El viajero que se dirija hacia el norte por la esquina noroccidental de la provincia de Burgos, a pocos kilómetros de las rayas con las vecinas Palencia y Cantabria, se encontrará con un imponente cerro que domina como una atalaya, con sus 1.377 metros de altura, la llanura que se despliega a sus pies, cuatrocientos metros más abajo.

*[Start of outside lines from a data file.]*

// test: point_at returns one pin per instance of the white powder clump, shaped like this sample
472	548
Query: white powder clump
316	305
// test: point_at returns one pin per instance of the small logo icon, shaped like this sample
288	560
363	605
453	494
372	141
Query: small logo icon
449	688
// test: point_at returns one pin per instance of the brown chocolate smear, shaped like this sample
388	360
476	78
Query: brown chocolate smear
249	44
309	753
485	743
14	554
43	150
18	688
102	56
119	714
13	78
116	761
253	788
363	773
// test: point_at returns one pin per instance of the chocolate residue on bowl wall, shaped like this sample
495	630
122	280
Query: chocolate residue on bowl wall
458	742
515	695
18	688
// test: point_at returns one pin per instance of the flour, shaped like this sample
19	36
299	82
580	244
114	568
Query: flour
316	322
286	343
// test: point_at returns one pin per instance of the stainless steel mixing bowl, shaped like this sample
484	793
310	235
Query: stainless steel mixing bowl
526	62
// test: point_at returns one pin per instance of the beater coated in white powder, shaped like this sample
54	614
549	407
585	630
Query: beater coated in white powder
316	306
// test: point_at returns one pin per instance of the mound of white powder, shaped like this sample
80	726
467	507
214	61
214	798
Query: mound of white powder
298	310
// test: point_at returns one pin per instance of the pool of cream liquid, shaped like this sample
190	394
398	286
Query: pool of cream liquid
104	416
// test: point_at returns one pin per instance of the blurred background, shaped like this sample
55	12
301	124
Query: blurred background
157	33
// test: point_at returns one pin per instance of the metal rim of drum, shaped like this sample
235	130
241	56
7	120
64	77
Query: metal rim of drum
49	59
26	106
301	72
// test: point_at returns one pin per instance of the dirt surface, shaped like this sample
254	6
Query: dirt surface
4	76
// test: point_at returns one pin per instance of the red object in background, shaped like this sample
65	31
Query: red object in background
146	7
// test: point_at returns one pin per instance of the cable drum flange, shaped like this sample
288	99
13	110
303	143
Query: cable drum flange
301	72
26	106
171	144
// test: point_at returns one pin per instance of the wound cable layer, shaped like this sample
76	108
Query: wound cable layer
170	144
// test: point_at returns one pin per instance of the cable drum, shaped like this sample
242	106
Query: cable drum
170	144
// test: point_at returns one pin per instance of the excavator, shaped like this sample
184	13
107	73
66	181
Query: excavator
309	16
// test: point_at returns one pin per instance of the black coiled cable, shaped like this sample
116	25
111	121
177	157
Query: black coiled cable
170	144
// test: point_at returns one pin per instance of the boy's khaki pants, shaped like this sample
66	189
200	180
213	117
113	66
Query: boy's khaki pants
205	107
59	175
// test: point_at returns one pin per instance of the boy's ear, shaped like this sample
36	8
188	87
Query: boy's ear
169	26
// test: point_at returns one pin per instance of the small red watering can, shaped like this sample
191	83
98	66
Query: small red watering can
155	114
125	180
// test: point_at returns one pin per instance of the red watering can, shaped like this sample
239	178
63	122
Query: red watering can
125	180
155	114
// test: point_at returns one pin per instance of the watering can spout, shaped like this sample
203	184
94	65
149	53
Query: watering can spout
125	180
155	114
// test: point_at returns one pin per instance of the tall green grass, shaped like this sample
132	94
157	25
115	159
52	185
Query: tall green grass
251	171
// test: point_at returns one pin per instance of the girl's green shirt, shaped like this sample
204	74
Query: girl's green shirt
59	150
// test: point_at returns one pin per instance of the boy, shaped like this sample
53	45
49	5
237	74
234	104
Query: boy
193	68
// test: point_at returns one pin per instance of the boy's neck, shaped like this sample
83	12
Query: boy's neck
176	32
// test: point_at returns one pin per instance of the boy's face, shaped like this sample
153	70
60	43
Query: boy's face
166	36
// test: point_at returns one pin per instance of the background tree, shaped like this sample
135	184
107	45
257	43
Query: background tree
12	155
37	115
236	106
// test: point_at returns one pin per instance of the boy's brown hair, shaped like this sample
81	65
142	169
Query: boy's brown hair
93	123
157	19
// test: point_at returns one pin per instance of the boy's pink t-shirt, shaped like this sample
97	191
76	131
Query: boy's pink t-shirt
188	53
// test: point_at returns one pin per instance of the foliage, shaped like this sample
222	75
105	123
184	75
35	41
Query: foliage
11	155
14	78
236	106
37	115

Se trata de Peña Amaya, singular baluarte natural ubicado cerca de otros similares, como Peña Ulaña, La Loma, Cildá y el Monte Bernorio, que, debido precisamente a sus perfiles, representaron un papel extraordinario en la milenaria historia de España. Porque cuando los romanos se dirigieron hacia las boscosas montañas septentrionales para someter a los cántabros y astures, últimos pueblos ibéricos que se resistían a su dominio, su primer obstáculo, todavía al sur de la cordillera, fueron los castros encaramados en estas fortalezas naturales en las que los nativos se parapetaron. Los restos arqueológicos, conocidos desde antiguo y todavía hoy bajo investigación, demuestran que aquellos riscos estuvieron poblados desde la lejana Edad del Bronce y, posteriormente, por los cántabros de las fuentes romanas; que Augusto y sus generales tuvieron que someter a aquellos levantiscos indígenas tras cruenta lucha y que posteriormente establecieron en aquellos lugares acuartelamientos para tenerlos vigilados. En el caso concreto de Amaya, aunque no aparece citada con ese nombre en las fuentes romanas coetáneas, restos numismáticos y militares evidencian que en ella se instaló una guarnición romana en época de Augusto, dependiente de la Legión IV Macedónica instalada en Herrera de Pisuerga.

Los siglos fueron pasando, y en torno al año 589 Juan de Bíclaro nos dejó la primera mención documental de Amaya. Pues quince años antes había sido tomada por el rey Leovigildoen su campaña de sometimiento de los siempre revoltosos pueblos septentrionales:

En estos días el rey Leovigildo, penetrando en Cantabria, da muerte a los atacantes de la provincia, ocupa Amaya, conquista sus fortificaciones y reintegra bajo su autoridad a la provincia.

Por su parte, san Braulio, obispo de Zaragoza, escribió hacia 640 una Vida de san Millan de la Cogolla en la que le atribuyó una visión de la destrucción de Cantabria, visión que habría revelado a los senadores de Amaya para atemorizarles por sus pecados. Uno de ellos, Abundancio, se rió de sus desvaríos, ante lo que el santo le informó de que él mismo sería uno de los que perecerían. En el arca relicario del monasterio de san Millán de la Cogolla, del siglo XI, se representa la toma de Amaya y el momento de la ejecución de Abundancio por Leovigildo, con la inscripción "Ubi Leovigildus rex Cantabros afficit" ("En donde el rey Leovigildo castigó a los cántabros").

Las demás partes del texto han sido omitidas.